For certain people, there could be some romance, but it's never simple.  I would say Victor's feelings about Sierra are probably the closest thing to simple that there is in the show right now.  Even those are not… well, we're not not going to mess everybody up. 

Joss, now that we know there are actually twenty Dollhouses out there, are we going to cut away to any of them this season?  Like a Doll makes a phone call to her counterpart somewhere, anything like that? 

We do get to see one of the higher ups and we talk about the other Dollhouses.  We didn't want to do an Italian [version of Angel's] Wolfram and Hart, where we just use the same set and fill it with Italians.  That's one of my favorite things we ever did, but that's because Angel was a lot sillier.  So as the economy started to take a toll on our budget, that and the fact that we've thrown out our pilot, we hunkered down.  So, no, you will not see Dollhouse Tokyo in this season, but, boy, I'd like to. 

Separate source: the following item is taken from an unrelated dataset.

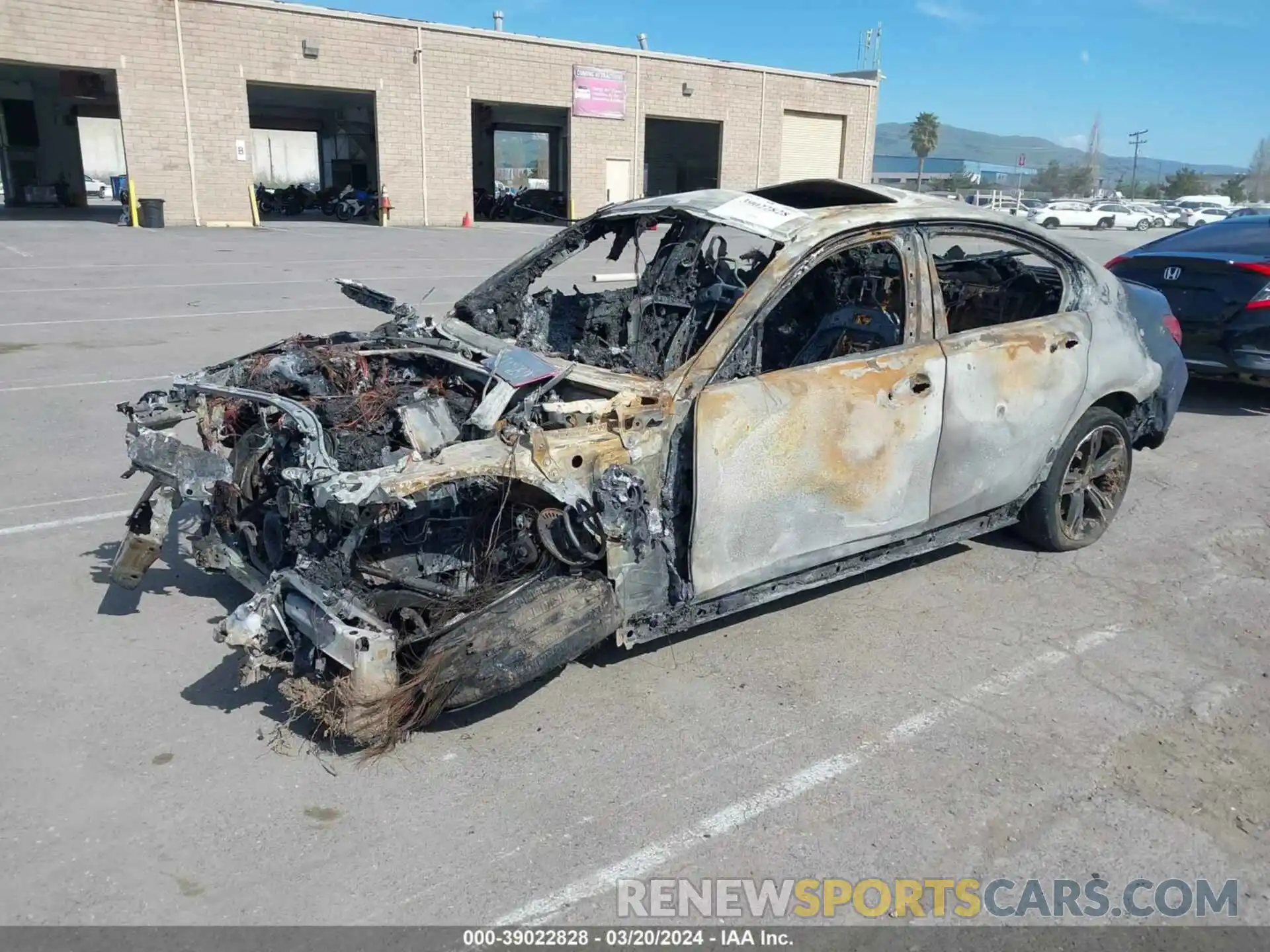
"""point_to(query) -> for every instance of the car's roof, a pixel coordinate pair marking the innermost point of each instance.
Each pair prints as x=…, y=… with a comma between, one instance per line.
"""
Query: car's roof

Will we ever get to see the lives of the Dollhouse staff outside of the Dollhouse?  Do they live there?  Do they ever just go to the movies?

At this point, we're still interested in how the staff relate to our Actives, and particularly Echo.  So we don't spend a lot of time with people in their outside lives, although we do spend some.  We will learn a little something about the private lives of some of our employees, but something we're treading lightly.  That's really something you would come to later in a season. 

Why is the Dr. Saunders character so sad?  Are we going to learn more about her?

Yes, we sure are.  I love that character, not just because it's Amy Acker, but because she wears misery and torture on her face literally.  We will definitely learn how she came to this fabulous career.  In the last few episodes, we get to turn the Acker up pretty hot and it's very exciting. 

Are we going to see any other familiar faces on the show?

Well, I did mention that Felicia Day was going to appear in an episode, but that's pretty much it for Buffy cast.  Most of them are, I'm happy to say, working, but I do like to see the gang.  We have to establish the reality of this world before we can bring in somebody without it being too jarring.  Although we have one episode with a guy who looks a lot like Nick Brendan [Xander from Buffy] and his character's name is Nicholas, and that was a terrible idea.  We should have never named him Nicholas, because every time I see his footage, I go, "Hey, wait a minute…  Oh, I'm confused."